After changing the DB password of the RSSO database user; how can one encrypt the password and modify the RSSO configuration so this new password is used?

Reference document to determine a new encryption key.
https://docs.bmc.com/docs/rsso/2002/configuring-after-installation-908954432.html

One must change the encryption key after upgrading BMC Remedy SSO and use it to encrypt the database password again. Perform the following steps to change the encrypt key and re-encrypt the password.

1. Determine the new encryption key.

2. Run the following command to obtain a new password for the database user.

   java -jar rsso-ds-<RSSO_version>.jar <password> <new-key> where, * <password>: Is the unencrypted password of the database user. * <new-key>: Is the new encryption key.  You can use existing value of the key from a file 'rsso.key' from '<tomcat>\webapps\rsso\WEB-INF\classes' folder.  When using the value, don't include 'key=' in  the command parameter, just its value   * rsso-ds-<RSSO_Version>.jar: Can be found in the <tomcat>/webapps/rsso/WEB-INF/lib folder.

   
   Picture of the actual command at Windows prompt.  You can ignore the Logger warning message seen in the below screenshot.  Encrypted text of the new password is displayed at the last line of the command output, as can be seen in the below screenshot.
   
   
   
    

3. For each BMC Remedy SSO server in the cluster, perform the following steps:

   1. Modify the rsso.key file in the <tomcat>/webapps/rsso/WEB-INF/classes folder.

   2. Change existing line key=<old-key> to key.old=<old-key>, where <old-key> is the current key in rsso.key file.

   3. Add a new line key=<new-key>, where <new-key> is the new key to be applied.

   4. Modify the context.xml file in <tomcat>/webapps/rsso/META-INF folder.

   5. Update the password field as password="AES:<encrypted-password>", where <encrypted-password> is the encrypted password obtained in Step 2.

4. Log in to the Admin console of BMC Remedy SSO.

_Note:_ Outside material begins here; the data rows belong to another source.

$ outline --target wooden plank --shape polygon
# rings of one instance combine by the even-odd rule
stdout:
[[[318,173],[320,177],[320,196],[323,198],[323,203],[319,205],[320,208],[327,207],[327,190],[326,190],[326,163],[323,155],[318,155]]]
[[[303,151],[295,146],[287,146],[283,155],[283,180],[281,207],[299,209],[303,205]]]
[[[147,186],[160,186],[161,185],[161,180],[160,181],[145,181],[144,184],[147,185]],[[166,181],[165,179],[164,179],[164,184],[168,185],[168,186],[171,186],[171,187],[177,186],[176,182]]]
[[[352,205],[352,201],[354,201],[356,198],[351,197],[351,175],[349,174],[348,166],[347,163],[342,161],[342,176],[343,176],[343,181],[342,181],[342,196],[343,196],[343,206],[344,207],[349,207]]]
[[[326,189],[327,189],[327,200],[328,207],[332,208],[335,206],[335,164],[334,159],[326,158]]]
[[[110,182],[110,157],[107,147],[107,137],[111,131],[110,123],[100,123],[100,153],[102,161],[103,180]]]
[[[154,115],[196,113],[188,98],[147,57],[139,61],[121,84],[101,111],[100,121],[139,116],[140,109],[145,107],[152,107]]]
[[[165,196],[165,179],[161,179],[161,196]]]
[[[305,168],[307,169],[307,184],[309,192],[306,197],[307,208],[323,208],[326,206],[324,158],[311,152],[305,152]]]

5. On the General tab, click Save without making any change.

6. Click the Realm tab.

7. Edit each realm and click Save without making any change.

8. For each BMC Remedy SSO server, remove the old encryption key from the rsso.key file in the <tomcat>/webapps/rsso/WEB-INF/classes folder.

Note that there is no need to restart the BMC Remedy SSO server after you change the encryption key.

Once the new password has been encrypted, follow the docs to add this to the configuration for RSSO.

RSSO should now be able to connect to the database successfully.

Note 1: Using Linux OS you may need to add single quotes around the new password and encryption key for the command to run successfully:
java -jar rsso-ds-<version>.jar 'newpassword' 'encryptionstring'

Note 2: For testing, a plain-text password can be used directly in the context.xml page.

Note 3: In one use-case, the above instructions were used but the RSSO user account was still getting locked out of the database.  In this use-case, it was found that an rsso.old sub-directory had been created under the Tomcat path: /opt/apache/latest/webapps.  Once the rsso.old sub-directory had been removed and Tomcat restarted, the RSSO user account no longer locked out the connection to the RSSO database.